Schwarz- rot – mit Israel, gegen demokratische Rechte
Und Deutschland? Die Bundesregierung, alt wie neu, deckt nicht nur das Vorgehen der israelischen Regierung. Sie unterstützt sie. Unter Kanzler Scholz (SPD) und Außenministerin Baerbock (Grüne) war Deutschland nach Beginn des Bombenkrieges gegen Gaza zum zweitwichtigsten Rüstungsexporteur an Israel aufgestiegen. Der neue Kanzler Merz (CDU) hat nun deutlich gemacht, dass er Israels Regierungschef Netanjahu auch in Deutschland empfangen würde – trotz des Haftbefehls, den der Internationale Gerichtshof in Den Haag gegen Netanjahu wegen „Verbrechen gegen die Menschlichkeit“ verhängt hat.
Es geht dabei nicht nur um Außenpolitik. In der neuen Koalitionsvereinbarung von SPD und CDU/CSU findet sich eine scharfe Verurteilung der Hamas, aber keinerlei Kritik am israelischen Vorgehen. Stattdessen werden „antisemitische Straftaten“, unter die in der Praxis jede Unterstützung für Palästina fallen kann, zum Abschiebungsgrund erklärt. Öffentliche Förderungen für Projekte, Organisationen oder Kunst sollen künftig auf ihre Vereinbarkeit mit der deutschen „Staatsräson“, also die bedingungslose Solidarität mit Israel, geprüft werden.
Wir erleben bereits, was dies bedeuten wird. Beispiel Berlin: Dort wurde im Februar auf Druck des regierenden Bürgermeisters Kai Wegner (CDU) die UN-Sonderberichterstatterin für Palästina, Francesca Albanese, von der Freien Universität ausgeladen; im April wurden nun drei EU-Bürgern und einem Amerikaner, die an pro-palästinensischen Aktionen teilgenommen hatten, durch das Landesamt für Einwanderung Ausweisungsbescheide ausgestellt.
Stoppt die Nakba 2.0 – Solidarität mit Palästina!

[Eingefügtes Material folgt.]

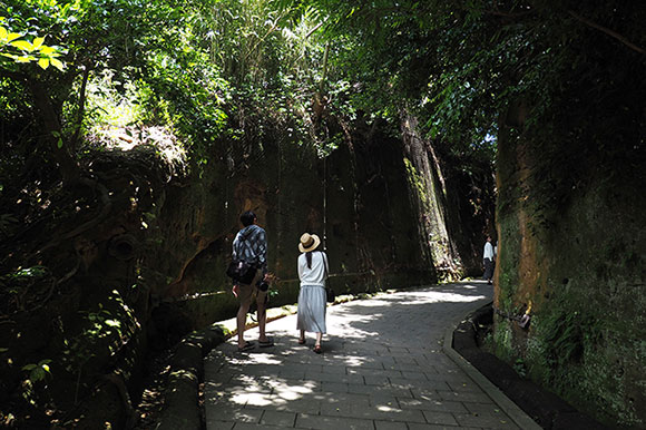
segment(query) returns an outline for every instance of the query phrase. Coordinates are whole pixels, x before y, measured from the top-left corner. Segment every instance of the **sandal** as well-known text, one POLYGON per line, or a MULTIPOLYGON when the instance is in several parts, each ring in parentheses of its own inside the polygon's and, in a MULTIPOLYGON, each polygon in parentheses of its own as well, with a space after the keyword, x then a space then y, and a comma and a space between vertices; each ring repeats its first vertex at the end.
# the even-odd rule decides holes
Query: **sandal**
POLYGON ((261 345, 261 348, 270 348, 274 345, 274 340, 267 338, 266 341, 258 341, 258 345, 261 345))
POLYGON ((253 342, 245 342, 245 344, 243 346, 237 348, 237 352, 249 351, 249 350, 253 350, 254 348, 255 348, 255 345, 253 342))

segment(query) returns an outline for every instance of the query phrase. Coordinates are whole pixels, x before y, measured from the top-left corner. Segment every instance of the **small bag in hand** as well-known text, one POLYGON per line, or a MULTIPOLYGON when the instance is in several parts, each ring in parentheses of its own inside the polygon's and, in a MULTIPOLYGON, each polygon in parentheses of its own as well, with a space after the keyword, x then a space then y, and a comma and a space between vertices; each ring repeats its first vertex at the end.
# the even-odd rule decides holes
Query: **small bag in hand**
MULTIPOLYGON (((323 256, 323 271, 324 275, 323 278, 327 280, 330 276, 327 275, 327 258, 325 258, 325 254, 321 254, 323 256)), ((327 303, 334 303, 336 300, 336 294, 334 294, 334 290, 330 285, 325 285, 325 300, 327 303)))
POLYGON ((256 274, 256 267, 245 261, 231 262, 226 275, 241 284, 249 285, 256 274))
POLYGON ((334 290, 331 286, 325 287, 325 297, 327 303, 334 303, 334 300, 336 300, 336 294, 334 294, 334 290))

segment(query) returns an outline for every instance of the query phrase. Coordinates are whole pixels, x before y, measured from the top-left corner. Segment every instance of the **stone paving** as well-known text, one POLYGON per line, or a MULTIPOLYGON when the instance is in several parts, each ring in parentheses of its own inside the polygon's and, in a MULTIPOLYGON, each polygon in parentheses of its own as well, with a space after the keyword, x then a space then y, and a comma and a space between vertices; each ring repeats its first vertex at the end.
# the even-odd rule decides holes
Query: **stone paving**
POLYGON ((311 333, 297 343, 295 315, 267 324, 273 348, 239 353, 231 339, 205 359, 206 427, 518 429, 442 351, 447 329, 491 295, 472 282, 329 306, 322 354, 311 333))

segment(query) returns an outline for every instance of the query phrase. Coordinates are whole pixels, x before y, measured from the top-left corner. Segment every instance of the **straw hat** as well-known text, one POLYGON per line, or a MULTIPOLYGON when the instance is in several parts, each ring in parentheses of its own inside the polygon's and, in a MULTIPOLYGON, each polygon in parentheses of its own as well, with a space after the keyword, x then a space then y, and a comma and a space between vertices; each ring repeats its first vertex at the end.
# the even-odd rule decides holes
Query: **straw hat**
POLYGON ((321 245, 321 240, 315 234, 303 233, 301 236, 301 243, 298 244, 298 250, 302 253, 316 250, 316 246, 321 245))

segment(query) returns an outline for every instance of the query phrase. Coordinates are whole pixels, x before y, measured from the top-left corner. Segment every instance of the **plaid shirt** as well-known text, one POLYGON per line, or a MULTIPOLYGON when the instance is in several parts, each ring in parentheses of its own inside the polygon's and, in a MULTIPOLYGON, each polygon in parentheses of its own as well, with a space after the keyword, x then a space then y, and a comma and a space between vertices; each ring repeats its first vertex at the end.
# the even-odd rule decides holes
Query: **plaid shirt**
POLYGON ((234 261, 245 261, 267 273, 267 235, 256 224, 241 229, 233 241, 234 261))

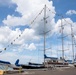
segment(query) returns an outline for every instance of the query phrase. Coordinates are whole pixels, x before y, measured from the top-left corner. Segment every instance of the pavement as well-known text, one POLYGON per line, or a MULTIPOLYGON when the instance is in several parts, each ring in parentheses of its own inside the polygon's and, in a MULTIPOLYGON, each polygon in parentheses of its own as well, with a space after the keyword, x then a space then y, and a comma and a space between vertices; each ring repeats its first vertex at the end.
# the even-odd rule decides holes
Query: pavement
POLYGON ((33 69, 23 73, 4 74, 4 75, 76 75, 76 68, 54 68, 54 69, 33 69))

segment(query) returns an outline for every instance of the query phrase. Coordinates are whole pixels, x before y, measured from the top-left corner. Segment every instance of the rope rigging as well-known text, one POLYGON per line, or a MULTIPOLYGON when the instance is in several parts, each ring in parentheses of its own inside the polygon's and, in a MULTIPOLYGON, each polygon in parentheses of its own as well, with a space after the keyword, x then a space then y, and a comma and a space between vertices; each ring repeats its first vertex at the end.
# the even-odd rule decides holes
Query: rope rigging
MULTIPOLYGON (((46 8, 48 8, 48 7, 46 6, 46 8)), ((43 9, 38 13, 38 15, 31 21, 31 23, 29 24, 30 26, 37 20, 37 18, 41 15, 41 13, 43 12, 43 10, 44 10, 44 8, 43 8, 43 9)), ((55 14, 55 15, 57 15, 57 16, 62 17, 62 18, 64 19, 64 21, 65 21, 66 23, 68 23, 69 25, 72 25, 72 23, 69 23, 69 22, 64 18, 63 15, 58 14, 58 13, 56 13, 56 12, 53 12, 53 11, 50 10, 49 8, 48 8, 48 10, 49 10, 52 14, 55 14)), ((53 19, 53 18, 52 18, 52 19, 53 19)), ((52 21, 52 20, 51 20, 51 21, 52 21)), ((46 23, 47 23, 47 22, 48 22, 48 21, 46 20, 46 23)), ((63 29, 64 29, 64 27, 63 27, 63 29)), ((48 32, 50 32, 50 31, 51 31, 51 30, 45 32, 45 34, 48 33, 48 32)), ((10 45, 13 45, 14 42, 22 36, 22 34, 23 34, 23 32, 21 32, 21 33, 18 35, 18 37, 16 37, 16 38, 15 38, 9 45, 7 45, 3 50, 7 50, 7 48, 8 48, 10 45)), ((0 53, 1 53, 1 52, 2 52, 2 51, 0 51, 0 53)))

Weltweit sind Millionen entsetzt über das Vorgehen Israels und ihrer amerikanischen Verbündeten und wollen keine zweite Nakba hinnehmen. Auch wenn die schiere Repression gegen die Palästina-Solidarität und die Ohnmacht angesichts des Zynismus unserer Herrschenden die Bewegung kleiner werden lassen, ist die Palästina-Solidarität weiter eine globale Bewegung.
Sie braucht einen entscheidenden Anstoß aus den arabischen Ländern. Wenn die stillschweigende Hinnahme der arabischen Herrscher des israelischen Vorgehens durch Massenbewegungen herausgefordert wird und Regime fallen – wie 2011 – dann wird auch die globale Palästina-Solidarität einen massiven Anstoß bekommen.
In Deutschland müssen wir heute die Forderung nach Menschenrechten in die Parteien links der Mitte und die Gewerkschaften tragen. Die Losung muss sein: Bedingungsloser Waffenstillstand jetzt! Solidarität mit dem globalen Widerstand gegen eine zweite Nakba! Stoppt die Repressionen gegen die Palästina-Solidarität!